Idee e sgravi si sono sprecati negli anni. Ebbene, sembra però che non sia tanto l’incentivo fiscale a convincere i nostri figli expat a rientrare nel loro Paese d’origine quanto aspetti puramente emotivi. Riavvicinarsi alla famiglia e agli amici di un tempo, per dirne una.

Ma la ricerca Adecco che ha coinvolto 2.000 intervistati dice anche altro. Dice che chi rientrebbe lo farebbe perché convinto di trovare una migliore qualità della vita. Anche che la speranza mai del tutto sopita è che il mercato del lavoro italiano acquisisca maggiore competitività.

Rientro dei cervelli, i numeri Adecco

La ricerca sviluppata dal Gruppo Adecco ha infatti evidenziato che gli sgravi fiscali, considerati fondamentali dall’11% dei rispondenti, sono una leva importante sì, a volte addirittura vincolante, per convincere i talenti a rientrare in Italia, ma le vere motivazioni del rimpatrio sono legate alla vicinanza a famiglia e amici (43% dei voti) e la qualità della vita (27%).

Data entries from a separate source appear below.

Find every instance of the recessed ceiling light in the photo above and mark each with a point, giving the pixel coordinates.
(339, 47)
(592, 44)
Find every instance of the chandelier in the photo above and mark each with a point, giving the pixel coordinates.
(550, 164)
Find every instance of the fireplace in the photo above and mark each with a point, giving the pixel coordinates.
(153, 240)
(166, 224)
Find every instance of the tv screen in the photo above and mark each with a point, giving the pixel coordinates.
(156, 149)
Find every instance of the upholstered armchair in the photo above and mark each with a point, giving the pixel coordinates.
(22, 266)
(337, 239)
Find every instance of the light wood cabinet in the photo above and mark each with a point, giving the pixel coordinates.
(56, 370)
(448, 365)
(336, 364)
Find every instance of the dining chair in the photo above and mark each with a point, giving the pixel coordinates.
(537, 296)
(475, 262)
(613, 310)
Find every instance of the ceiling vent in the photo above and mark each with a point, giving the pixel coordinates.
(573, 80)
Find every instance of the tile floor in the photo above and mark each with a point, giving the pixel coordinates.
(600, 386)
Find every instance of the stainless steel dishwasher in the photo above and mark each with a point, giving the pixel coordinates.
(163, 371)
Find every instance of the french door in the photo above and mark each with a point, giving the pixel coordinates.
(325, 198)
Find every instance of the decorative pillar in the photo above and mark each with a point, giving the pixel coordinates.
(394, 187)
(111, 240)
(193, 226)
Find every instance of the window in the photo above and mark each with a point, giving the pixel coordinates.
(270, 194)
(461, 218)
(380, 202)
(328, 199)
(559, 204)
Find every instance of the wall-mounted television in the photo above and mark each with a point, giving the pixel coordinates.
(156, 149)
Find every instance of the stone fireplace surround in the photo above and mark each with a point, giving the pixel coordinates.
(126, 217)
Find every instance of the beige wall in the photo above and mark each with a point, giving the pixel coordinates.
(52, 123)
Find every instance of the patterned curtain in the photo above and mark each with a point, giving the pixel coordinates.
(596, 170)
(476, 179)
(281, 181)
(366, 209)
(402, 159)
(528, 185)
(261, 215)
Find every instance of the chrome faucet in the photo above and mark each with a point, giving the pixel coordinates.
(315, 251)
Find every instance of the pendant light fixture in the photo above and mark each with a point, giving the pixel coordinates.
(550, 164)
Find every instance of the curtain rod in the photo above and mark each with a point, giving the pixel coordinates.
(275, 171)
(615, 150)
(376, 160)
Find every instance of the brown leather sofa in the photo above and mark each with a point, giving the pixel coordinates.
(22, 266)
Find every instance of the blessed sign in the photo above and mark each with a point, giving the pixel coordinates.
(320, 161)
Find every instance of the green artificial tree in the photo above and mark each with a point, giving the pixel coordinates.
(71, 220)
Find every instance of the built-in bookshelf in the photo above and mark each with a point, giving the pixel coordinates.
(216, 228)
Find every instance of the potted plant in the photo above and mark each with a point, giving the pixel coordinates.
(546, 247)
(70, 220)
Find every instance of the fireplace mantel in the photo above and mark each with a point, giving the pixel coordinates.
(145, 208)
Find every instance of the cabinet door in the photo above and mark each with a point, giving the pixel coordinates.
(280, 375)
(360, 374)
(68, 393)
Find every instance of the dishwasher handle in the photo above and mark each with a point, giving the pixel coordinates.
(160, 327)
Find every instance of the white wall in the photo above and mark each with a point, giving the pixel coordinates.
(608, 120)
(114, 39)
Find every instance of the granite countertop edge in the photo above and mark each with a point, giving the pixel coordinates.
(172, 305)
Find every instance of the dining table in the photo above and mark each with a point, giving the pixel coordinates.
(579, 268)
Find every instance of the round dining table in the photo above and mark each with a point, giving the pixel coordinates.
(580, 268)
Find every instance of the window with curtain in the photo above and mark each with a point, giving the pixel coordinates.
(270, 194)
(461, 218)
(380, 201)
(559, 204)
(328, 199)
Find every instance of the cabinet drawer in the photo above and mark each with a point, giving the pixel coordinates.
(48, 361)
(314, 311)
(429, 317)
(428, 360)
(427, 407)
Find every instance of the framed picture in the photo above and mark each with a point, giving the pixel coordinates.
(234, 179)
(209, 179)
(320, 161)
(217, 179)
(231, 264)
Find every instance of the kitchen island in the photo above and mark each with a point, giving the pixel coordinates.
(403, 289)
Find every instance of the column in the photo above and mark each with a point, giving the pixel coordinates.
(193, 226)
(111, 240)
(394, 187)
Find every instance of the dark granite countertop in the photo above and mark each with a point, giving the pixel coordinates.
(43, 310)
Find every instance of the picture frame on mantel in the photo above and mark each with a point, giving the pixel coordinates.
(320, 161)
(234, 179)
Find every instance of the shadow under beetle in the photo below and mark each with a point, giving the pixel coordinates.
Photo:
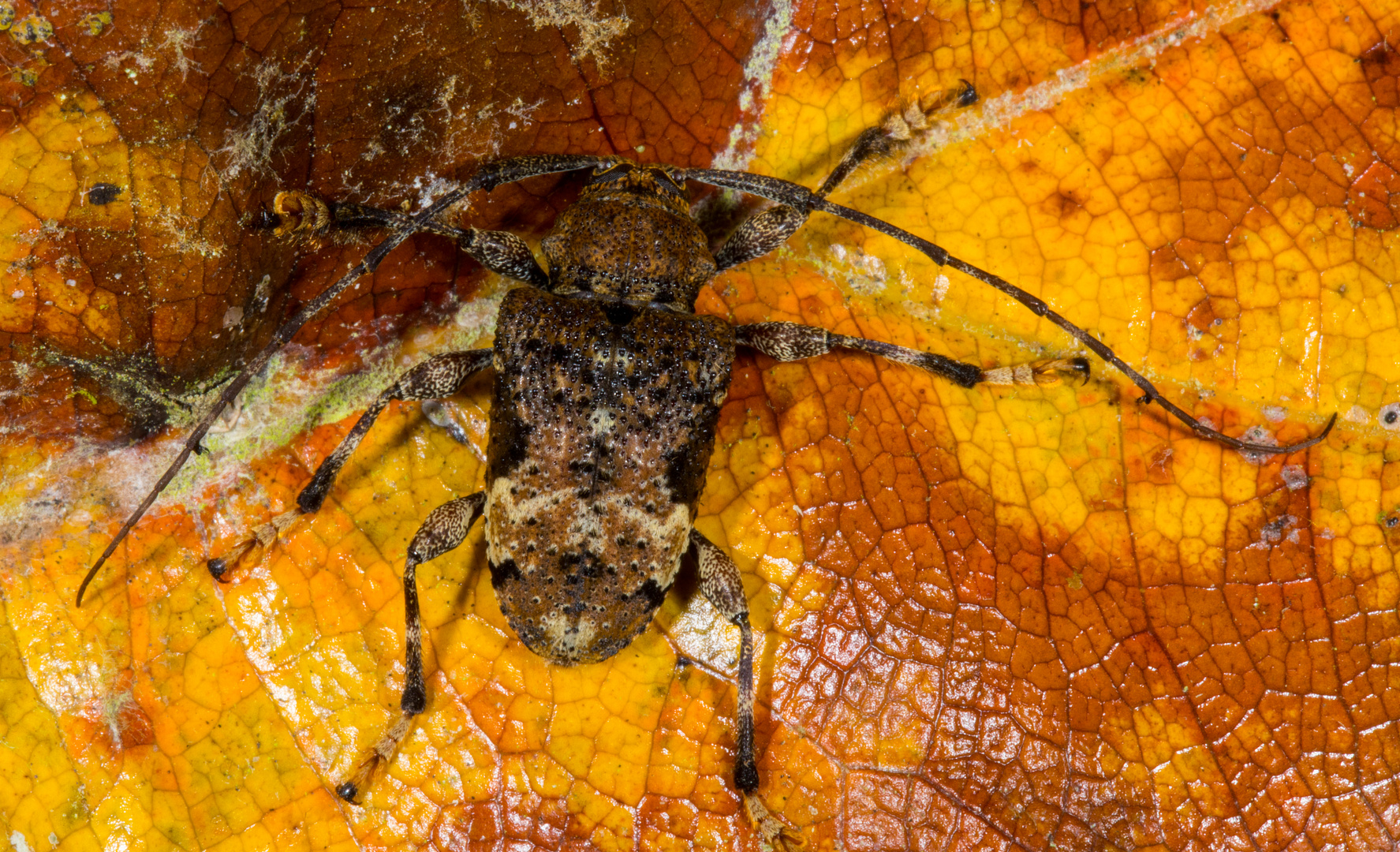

“Il rientro dei cervelli è un tema fondamentale per misurare la competitività del mercato del lavoro di un Paese”  commenta Claudio Soldà, CSR & Public Affairs Director di The Adecco Group Italia. “La ricerca che abbiamo svolto – continua – ci dimostra che gli aspetti positivi strutturali e culturali che l’Italia può vantare, come ad esempio la qualità della vita e la vicinanza alle persone care come famigliari e amici, sono tra le principali ragioni che spingono a prendere in considerazione il rientro nel Belpaese. In molti casi, però, questi aspetti non sono sufficienti, se non accompagnati da incentivi importanti che possano permettere ai talenti di sentirsi gratificati anche dal punto di vista professionale ed economico. Infine, sarebbe fondamentale che il nostro mercato del lavoro migliori in competitività rispetto ai principali Paesi esteri: un numero emblematico che emerge da alcuni dati Eurostat rielaborati da Openpolis riporta che in Italia solo il 65,2% dei neo-laureati risulta occupato dopo 1-3 anni dal conseguimento del titolo, una situazione totalmente diversa rispetto ai migliori Paesi dell’Unione come il Lussemburgo (93,4%), i Paesi Bassi (92,9%) e la Germania (92,2%)“.

Speranze e volontà a parte, bisogna notare ancora – e forse questo è il dato che offre la maggior misura delal situazione – che un espatriato su cinque attualmente non ritiene ci siano le condizioni per rientrare in Italia.